Who was that author? Probably one of my flunkies at the university. That isn't an adequate definition. A stock's price reflects the changing information about a company. Changing information can't be instantaneously available or instantaneously reflected, but stock pricing takes place over instants. The handbook's brevity compromises its utility. Such definitions are used by amateurs when they try to ridicule a truth which interferes with their greed. In any case there's no connection between that primitive definition and the unicorn or should I say, the oxymoronic, selective disclosure. Academia is filled with narrow mindedness no doubt, but I'll take the narrow to what the public does to what they teach any day.

Markets aren't perfectly efficient, but that doesn't mean that you can take advantage of the inefficiencies.
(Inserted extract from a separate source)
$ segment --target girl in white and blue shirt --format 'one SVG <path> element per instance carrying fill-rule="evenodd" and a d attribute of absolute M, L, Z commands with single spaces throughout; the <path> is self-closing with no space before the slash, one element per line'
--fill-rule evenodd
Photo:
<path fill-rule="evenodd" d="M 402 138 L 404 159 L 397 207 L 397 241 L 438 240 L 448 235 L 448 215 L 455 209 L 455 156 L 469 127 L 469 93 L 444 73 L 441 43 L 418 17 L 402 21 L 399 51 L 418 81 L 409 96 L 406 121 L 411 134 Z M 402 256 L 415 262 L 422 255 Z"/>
Selective disclosure is the view that some privileged ones can take advantage. Aside from being illegal you'll find that the expected return on operating with such information is negative. This is a truth that you won't accept. The only way that you would accept it is to be on the inside where over time you find you end up with less. It seems paradoxical, but it is true. You won't hear anyone admit it because they simply refuse to believe that with an obvious advantage they are still losing.

To win you have to make good judgements, take risk, hold, be at the mercy of every evil, and be lucky. The only ones that can do all of that are people who buy stocks and don't pay attention to price or news of any kind. They are too naive to shoot themselves in the foot.